Don’t forget your trowel if you want to go work

My second class teacher advised my parents to get me out gardening to strengthen my fingers. Nothing worked. In college nobody ever borrowed my notes (when I was bored I’d take notes with my left hand which were much more readable). In one workplace, a colleague told me that she wouldn’t respond to anything from me unless it was typed. That my handwriting has disimproved from there is not, you might say, a good thing.

Just what kind of handwriting am I producing?

So I’ve slowed down and am paying attention to the formation of the letters. And I notice an odd thing emerging. I loved cursive the moment I learned it. But I’m wondering where the system I learned originate from. What was behind its choice by An Roinn Oideachais?

By the time, I learned Irish, it had been standardised out of all sense of being a separate language. Only the “síneadh fada” remained and it was even reduced to a fada in the language of our learning.

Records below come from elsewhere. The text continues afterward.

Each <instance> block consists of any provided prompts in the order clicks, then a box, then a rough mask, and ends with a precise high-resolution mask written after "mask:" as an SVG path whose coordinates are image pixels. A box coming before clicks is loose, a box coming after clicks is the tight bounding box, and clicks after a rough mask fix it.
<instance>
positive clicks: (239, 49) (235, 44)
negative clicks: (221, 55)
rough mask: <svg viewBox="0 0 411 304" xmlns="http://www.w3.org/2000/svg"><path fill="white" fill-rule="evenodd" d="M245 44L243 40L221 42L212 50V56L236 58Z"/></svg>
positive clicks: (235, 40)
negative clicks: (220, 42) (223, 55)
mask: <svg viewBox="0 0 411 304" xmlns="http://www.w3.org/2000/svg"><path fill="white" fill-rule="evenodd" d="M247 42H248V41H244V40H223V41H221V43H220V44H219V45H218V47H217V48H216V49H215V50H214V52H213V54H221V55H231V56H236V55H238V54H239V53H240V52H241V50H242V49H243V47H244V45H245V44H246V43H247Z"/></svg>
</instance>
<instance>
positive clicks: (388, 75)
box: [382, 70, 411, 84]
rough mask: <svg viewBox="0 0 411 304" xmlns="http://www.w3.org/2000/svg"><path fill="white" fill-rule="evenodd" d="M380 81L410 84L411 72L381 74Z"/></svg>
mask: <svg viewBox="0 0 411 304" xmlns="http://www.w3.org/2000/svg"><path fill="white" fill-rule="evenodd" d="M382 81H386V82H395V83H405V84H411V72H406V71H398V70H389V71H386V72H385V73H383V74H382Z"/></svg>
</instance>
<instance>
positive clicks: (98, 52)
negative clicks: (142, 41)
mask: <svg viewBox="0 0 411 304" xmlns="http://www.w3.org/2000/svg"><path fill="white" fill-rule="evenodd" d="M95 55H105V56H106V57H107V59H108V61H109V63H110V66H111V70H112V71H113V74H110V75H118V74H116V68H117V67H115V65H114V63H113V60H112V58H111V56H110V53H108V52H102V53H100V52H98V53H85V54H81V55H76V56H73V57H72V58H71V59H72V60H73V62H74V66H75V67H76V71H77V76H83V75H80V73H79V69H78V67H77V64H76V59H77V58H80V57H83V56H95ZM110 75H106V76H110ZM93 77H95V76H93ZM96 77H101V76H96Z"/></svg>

I was in my late teens when I came across Irish script. A book in our kitchen at home. Yes, my mother told me – that was how they learned to write Irish in school. In my late teens, I sat down and learned a new kind of cursive and imposed it on my English handwriting. (Read more about an cló gaelach here) . A teenage affection as much as anything.

Joined-up Writing

Now looking at my writing, I am seeing the strangeness of the hybrid going on between the two systems. The first system I learned is more fluid to my hand so I’ve kept the fluid aspects –  it’s more rounded which suits my way of being in the world – and, of course, it has all the English letters. The Irish system is, in honour of where it came from, very beautiful, illustrative, if a little angular to my way of being. Both have the hint of tails that come in from the left as sort of ‘go faster’ stripes. And going faster, while still reflecting who I am not only in the sense but also in the manner of the writing, has always been part and parcel of my handwriting.

Handwriting – the personal is political

I haven’t said that much about recent developments vis-a-vis the Irish Language Act here. I have used the Omniglot website example of Irish script above – it’s the Universal Declaration of Human Right.  For me, rights to language are like women’s rights or rights to create marital partnerships according to one’s actual preference for partner etc – they just are. It feels like fighting to have skin. Very strange arguments ensue when you try to prove that you are entitled to your own skin. Then purism, we know already, is not a useful thing in language or anywhere. In the middle of it all, all the nuances of the discussion are there in the words, from internal realm to hand to page – the ink flowing – and those tails of beginning letters are an extension of the blood flowing in the veins.